After some inspect, we found it is probably caused by the acquirement on MessageManagerLock in OpenGL threads too long time, so that it is blocking message thread running fluently. We browsed the code of the OpenGL rendering part, it seems all crucial stuffs are located in CachedImage::renderFrame():

// original code
bool renderFrame()
{
    // lock is possibly acquired at very beginning
    MessageManager::Lock::ScopedTryLockType mmLock (messageManagerLock, false);

    // ...... some actions we do not understand ......

    // all OpenGL rendering calls occur inside this function
    context.renderer->renderOpenGL();

    // ...... some actions that render the related JUCE component......

    // swap buffer and context turning off
    context.swapBuffers();
    OpenGLContext::deactivateCurrentContext();
    return true;
}

There have possibility that the lock to message thread is acquired at the very beginning of the function, and it is retained during the whole function.

Previously, we have also noticed that in some GPU driver implementations, the SwapBuffers() and wglMakeCurrent (nullptr, nullptr) calls took extremely high CPU consumption because they are busy-waited. And it seems these two operations don’t need message thread at all. So we tried to exclude these two functions from the range of message manager lock:

// mod1 code
bool renderFrame()
{
    // lock is possibly acquired at very beginning
    std::unique_ptr<MessageManager::Lock::ScopedTryLockType> mmLock (new MessageManager::Lock::ScopedTryLockType(messageManagerLock, false));

    // ...... some actions we do not understand ......
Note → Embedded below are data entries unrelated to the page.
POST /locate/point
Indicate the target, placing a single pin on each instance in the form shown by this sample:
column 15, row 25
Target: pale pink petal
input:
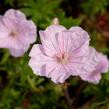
column 16, row 32
column 51, row 31
column 13, row 14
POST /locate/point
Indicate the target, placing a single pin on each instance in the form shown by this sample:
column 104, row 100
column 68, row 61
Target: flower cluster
column 16, row 33
column 65, row 53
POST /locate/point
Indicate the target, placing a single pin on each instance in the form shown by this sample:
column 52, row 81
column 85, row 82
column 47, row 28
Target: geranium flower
column 16, row 32
column 101, row 67
column 63, row 53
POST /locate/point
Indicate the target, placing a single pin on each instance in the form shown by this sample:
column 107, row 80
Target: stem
column 69, row 101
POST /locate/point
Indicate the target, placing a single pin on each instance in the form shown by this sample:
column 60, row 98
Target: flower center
column 62, row 58
column 13, row 33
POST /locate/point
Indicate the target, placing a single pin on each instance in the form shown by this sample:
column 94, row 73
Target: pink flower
column 16, row 32
column 101, row 67
column 62, row 53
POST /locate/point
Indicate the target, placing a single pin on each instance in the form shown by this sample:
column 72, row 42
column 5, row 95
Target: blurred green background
column 21, row 89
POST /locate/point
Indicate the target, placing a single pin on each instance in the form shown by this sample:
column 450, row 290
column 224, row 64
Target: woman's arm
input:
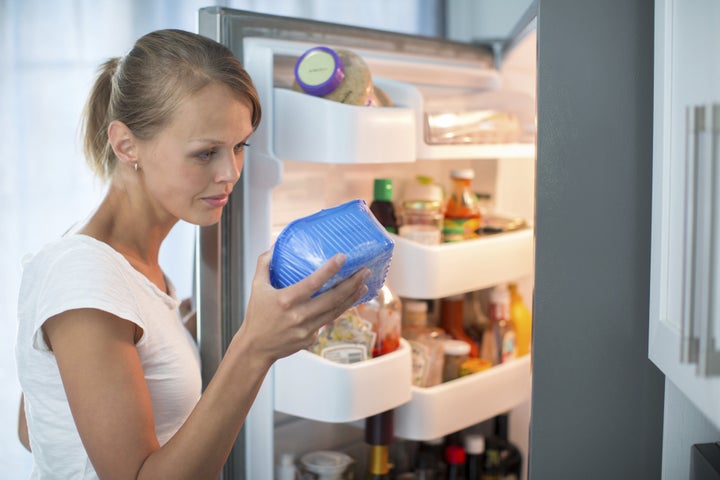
column 22, row 424
column 109, row 399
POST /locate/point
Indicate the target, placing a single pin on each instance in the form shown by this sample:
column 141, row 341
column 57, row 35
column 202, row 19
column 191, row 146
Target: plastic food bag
column 350, row 228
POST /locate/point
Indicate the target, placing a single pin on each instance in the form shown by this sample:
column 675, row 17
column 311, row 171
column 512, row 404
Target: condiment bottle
column 455, row 460
column 502, row 323
column 382, row 206
column 451, row 320
column 421, row 216
column 335, row 74
column 522, row 318
column 430, row 461
column 384, row 312
column 456, row 353
column 475, row 456
column 462, row 212
column 425, row 342
column 379, row 434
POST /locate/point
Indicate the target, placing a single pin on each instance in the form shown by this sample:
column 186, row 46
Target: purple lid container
column 335, row 72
    // all OpenGL rendering calls occur inside this function
    context.renderer->renderOpenGL();

    // ...... some actions that render the related JUCE component......

    // swap buffer and context turning off AFTER lock range
    mmLock.release(); // typo, should be mmLock.reset()
    context.swapBuffers();
    OpenGLContext::deactivateCurrentContext();
    return true;
}

After apply this, our user reported obvious improvement: previously running two of our plugin instance would stuck their computer, now two instance would run properly, but three blocks.
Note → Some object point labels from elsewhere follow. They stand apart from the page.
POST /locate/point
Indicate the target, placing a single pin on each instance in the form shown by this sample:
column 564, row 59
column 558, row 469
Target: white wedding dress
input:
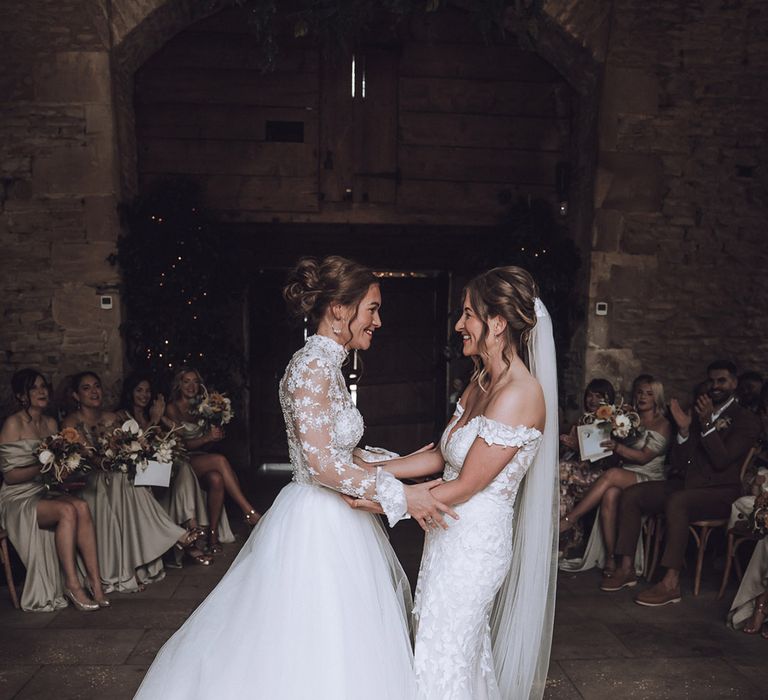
column 463, row 568
column 485, row 598
column 316, row 605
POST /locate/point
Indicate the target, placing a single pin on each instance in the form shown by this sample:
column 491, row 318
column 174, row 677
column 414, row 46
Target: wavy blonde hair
column 509, row 293
column 657, row 388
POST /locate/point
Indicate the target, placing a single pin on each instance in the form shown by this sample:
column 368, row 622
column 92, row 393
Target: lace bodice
column 464, row 566
column 324, row 426
column 455, row 445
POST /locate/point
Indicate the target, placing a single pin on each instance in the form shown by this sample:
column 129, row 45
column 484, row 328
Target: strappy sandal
column 214, row 546
column 760, row 609
column 197, row 555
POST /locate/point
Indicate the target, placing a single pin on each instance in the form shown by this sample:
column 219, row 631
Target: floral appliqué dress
column 463, row 568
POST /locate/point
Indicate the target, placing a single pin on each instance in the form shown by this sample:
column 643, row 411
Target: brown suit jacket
column 716, row 459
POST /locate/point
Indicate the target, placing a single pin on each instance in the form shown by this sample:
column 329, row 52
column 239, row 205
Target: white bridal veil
column 523, row 614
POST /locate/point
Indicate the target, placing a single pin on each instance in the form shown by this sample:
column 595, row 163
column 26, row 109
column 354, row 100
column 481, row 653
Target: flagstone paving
column 604, row 646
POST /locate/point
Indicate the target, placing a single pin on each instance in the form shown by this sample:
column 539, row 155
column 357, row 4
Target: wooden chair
column 702, row 529
column 735, row 539
column 6, row 561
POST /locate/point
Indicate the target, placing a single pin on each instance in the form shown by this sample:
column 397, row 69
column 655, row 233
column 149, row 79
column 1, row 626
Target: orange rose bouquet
column 64, row 458
column 620, row 419
column 213, row 409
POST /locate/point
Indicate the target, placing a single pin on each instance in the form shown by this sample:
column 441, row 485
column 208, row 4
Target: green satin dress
column 132, row 531
column 44, row 584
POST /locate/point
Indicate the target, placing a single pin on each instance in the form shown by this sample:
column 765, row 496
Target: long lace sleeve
column 325, row 427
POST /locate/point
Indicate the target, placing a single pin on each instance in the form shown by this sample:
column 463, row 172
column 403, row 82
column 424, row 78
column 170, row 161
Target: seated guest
column 750, row 606
column 133, row 531
column 711, row 444
column 48, row 529
column 642, row 460
column 214, row 470
column 749, row 389
column 756, row 477
column 183, row 500
column 577, row 475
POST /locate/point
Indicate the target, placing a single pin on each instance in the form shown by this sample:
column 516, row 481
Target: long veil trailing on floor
column 523, row 614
As OpenGL rendering calls would took obvious CPU time, we attempt to exclude context.renderer->renderOpenGL() from message manager lock range, hoping it would bring further improvements. However we don’t fully understand the renderFrame() function, so we want to ask that: is it safe to lock the renderFrame() function in two separate ranges like this?

// mod2 code
bool renderFrame()
{
    // there is a lock to native OpenGL context in code below, we cannot create scoped lock object to message thread
    // so keep using unique_ptr here
    std::unique_ptr<MessageManager::Lock::ScopedTryLockType> mmLock1(new MessageManager::Lock::ScopedTryLockType(messageManagerLock, false));

    //
    // ...... some actions we do not understand ......
    //

    // all OpenGL rendering calls occur inside this function
    mmLock1.release(); // typo, should be mmLock1.reset()
    context.renderer->renderOpenGL();

    {
        // don't know if need to use trylock or regular lock here
        MessageManager::Lock::ScopedLockType mmLock2(messageManagerLock);
        //
        // ...... some actions that render the related JUCE component......
        //
    }

    // swap buffer and context turning off
    context.swapBuffers();
    OpenGLContext::deactivateCurrentContext();
    return true;
}

Nevertheless, we strongly recommend to exclude context.swapBuffers() and OpenGLContext::deactivateCurrentContext() in master brach of JUCE code as in mod1 code, as this change is simple, would bring improvements instantly, and looks harmless.

:scream:

I think you have to recap some unique ptr basics :wink: The code above does not release the lock and creates a giant memory leak. The intention of a std::unique_ptr is to automatically manage lifetime, however release is the call that tells the pointer to no longer manage the lifetime of the object. release does NOT delete the held instance, after calling release you have to delete the instance manually. What you were probably looking for is reset which deletes the held instance before the pointer goes out of scope. So instead of releasing the lock quickly, this change makes the render thread keeping the lock forever – this is basically the opposite to what you want, I wonder how your plugin didn’t get completely irresponsive here.

Generally scoped locks should always be used as stack variables. Narrowing down the locking scope is usually done by opening up a new scope in code or wrapping the code to be executed under the lock in a lambda in case you need to retrieve a return value. Like this:

bool renderFrame()
{
    { // Open a new scope
        MessageManager::Lock::ScopedTryLockType mmLock (messageManagerLock, false);

        // ...... some actions we do not understand ......

        // all OpenGL rendering calls occur inside this function
        context.renderer->renderOpenGL();
    } // lock is released here

    // ...... some actions that render the related JUCE component......

    // swap buffer and context turning off
    context.swapBuffers();
    OpenGLContext::deactivateCurrentContext();
    return true;
}

Please note that my remarks only refer to coding best practices. I cannot actually say if narrowing down the scope of the lock has dangerous side effects in this specific case. However, one thing I can say for sure is that the user usually expects the renderOpenGL call to be executed under a message manager lock, so excluding that from the lock might only be a solution very specific to your use case and not a general solution.

Oh fxxk I made a critical typo. I will fix it and try the behavior later.

But I still need to create the lock scope on heap, because there’s another scoped lock to native context in some actions we do not understand. If I wrap the message lock scope in brace scope, the native context lock scope would be released too early.